Write Emails in Markdown


How we're doing, 1 year in.

by Colin Nederkoorn

We made it through the first year folks! April 1st, 2012 John and I started full-time on Customer.io. In January 2012 we set a goal:

Have 5 people paying us $10 per month by April 1st, 2012.

And when we hit that number, so began our journey on the Long Slow SaaS Ramp of Death. If you haven’t seen the video, Gail Goodman, CEO of Constant Contact gave a wonderful talk at the Business of Software Conference.

Long slow SaaS ramp of death

One thing in particular stuck out as a big difference between starting an internet business in 1999 vs. 2012:

Constant Contact’s original billing system cost $250,000!

Whoa. We’d have been dead in the water. Today, you can use Stripe and get it set up in an hour for no cost.

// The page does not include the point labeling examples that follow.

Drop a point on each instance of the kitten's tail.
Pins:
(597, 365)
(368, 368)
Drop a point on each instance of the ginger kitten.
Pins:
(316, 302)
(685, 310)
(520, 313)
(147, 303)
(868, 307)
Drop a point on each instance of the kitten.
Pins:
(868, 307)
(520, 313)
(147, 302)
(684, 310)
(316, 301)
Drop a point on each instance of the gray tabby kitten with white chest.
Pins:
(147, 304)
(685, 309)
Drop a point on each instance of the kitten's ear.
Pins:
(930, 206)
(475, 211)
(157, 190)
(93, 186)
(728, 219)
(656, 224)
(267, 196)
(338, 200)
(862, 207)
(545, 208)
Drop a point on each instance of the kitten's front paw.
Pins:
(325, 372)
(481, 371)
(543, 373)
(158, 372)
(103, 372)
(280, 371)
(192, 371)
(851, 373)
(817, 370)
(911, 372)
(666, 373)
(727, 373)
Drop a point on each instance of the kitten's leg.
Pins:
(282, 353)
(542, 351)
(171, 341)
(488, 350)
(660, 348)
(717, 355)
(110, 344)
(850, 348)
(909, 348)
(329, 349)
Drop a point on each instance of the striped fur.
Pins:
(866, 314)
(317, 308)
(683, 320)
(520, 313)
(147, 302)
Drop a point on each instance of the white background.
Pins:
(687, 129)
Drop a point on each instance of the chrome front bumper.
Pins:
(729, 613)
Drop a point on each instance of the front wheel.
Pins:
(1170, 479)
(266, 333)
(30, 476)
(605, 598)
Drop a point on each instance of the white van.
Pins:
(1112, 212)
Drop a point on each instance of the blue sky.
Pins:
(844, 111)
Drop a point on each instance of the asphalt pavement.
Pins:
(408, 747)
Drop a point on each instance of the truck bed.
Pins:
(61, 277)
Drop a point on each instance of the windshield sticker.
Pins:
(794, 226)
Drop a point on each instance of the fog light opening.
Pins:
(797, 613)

Our business is a testament to doing more with less but we still underestimated the time it takes to build a SaaS business and get to Minimum Critical Mass – which as Gail Goodman defined is “enough scale to pay people”. If you’re our customer this might leave you wondering:

How likely is Customer.io to go out of business?

Unlikely. We’ve been building the company and product to be around for a long time. We’re not going out of business any time soon. Today, if we never made another dime, and raised no more money, we could continue until mid 2014 thanks to some fantastic investors. We’ve also been increasing recurring revenue month over month as you can see in the chart below.

Customer.io Revenue

Let me explain a little. The big jump in March was unusual. Our revenue just about doubled. I don’t expect that to continue. Things will probably level off back to 10 - 30% revenue growth month over month.

We’ve taken a long-term view with the company and are focusing on creating a self-sustaining business before growing the team and our costs. Practically this means we all wear many hats. You’ll find John, Asha and me helping with customer support for example. This is really hard to do, and I can understand the temptation to raise additional money and staff up.

Our rules for starting a SaaS business

We’re not yet a successful company, but in our first year, we stayed alive. I want to share a few of our philosophies that make me so proud of our team and what we’ve done in year one.

1. Charge from day 1

If you ever want to charge real money, charge from day 1. You can rationalize that you want more people using it to get feedback, but if it’s not worth paying for on day 1, you should know that and adjust accordingly.

2. Do things that don’t scale (then scale them)

On day 1 our product worked by running map reduce queries every 10 minutes. Someone would describe what they wanted to do and John would manually write the map reduce query to do it. We later added an interface for it and John would take what people put into the interface and translate that into a map reduce query. Then we replaced map reduce with real time processing, and John didn’t have to write map reduce queries anymore.

Had we tried to start by building the system we have today, we probably would have failed. We wouldn’t have understood the things people wanted to do and how they wanted to use the system. John earned the nickname “The Wizard” (like Wizard of Oz) during this time because he was essentially pulling levers behind the scenes to make sure the software did what people wanted it to.

3. Release early, release often

If you have an idea, build it and get it out there. When we released newsletters and transactional emails publicly, a lot of our customers were already using those features. More recently when we released a new dashboard, we did the bare minimum and then put up a feedback form to better understand what people want to see.

When you release, keep your chunks as small as possible. For us it’s at most a week’s worth of work for 1 person. It’s less painful to make a lot of small adjustments along a clear path.

Year 2: Continue on the long slow SaaS ramp of death

There’s light at the end of our tunnel. We’ll hit profitability within the year on our current trajectory. Starting a business isn’t easy and a SaaS business probably means months (years?) of operating at a deficit. Like any business there are amazing days and hard days. But if you love what you do, then it’s always easy to get out of bed in the morning. There’s nothing we’d rather be doing than building Customer.io.

If you’re our customer, we’ll continue to earn your business every day by making Customer.io serve you better.

If you’re not our customer yet, I hope we meet you soon.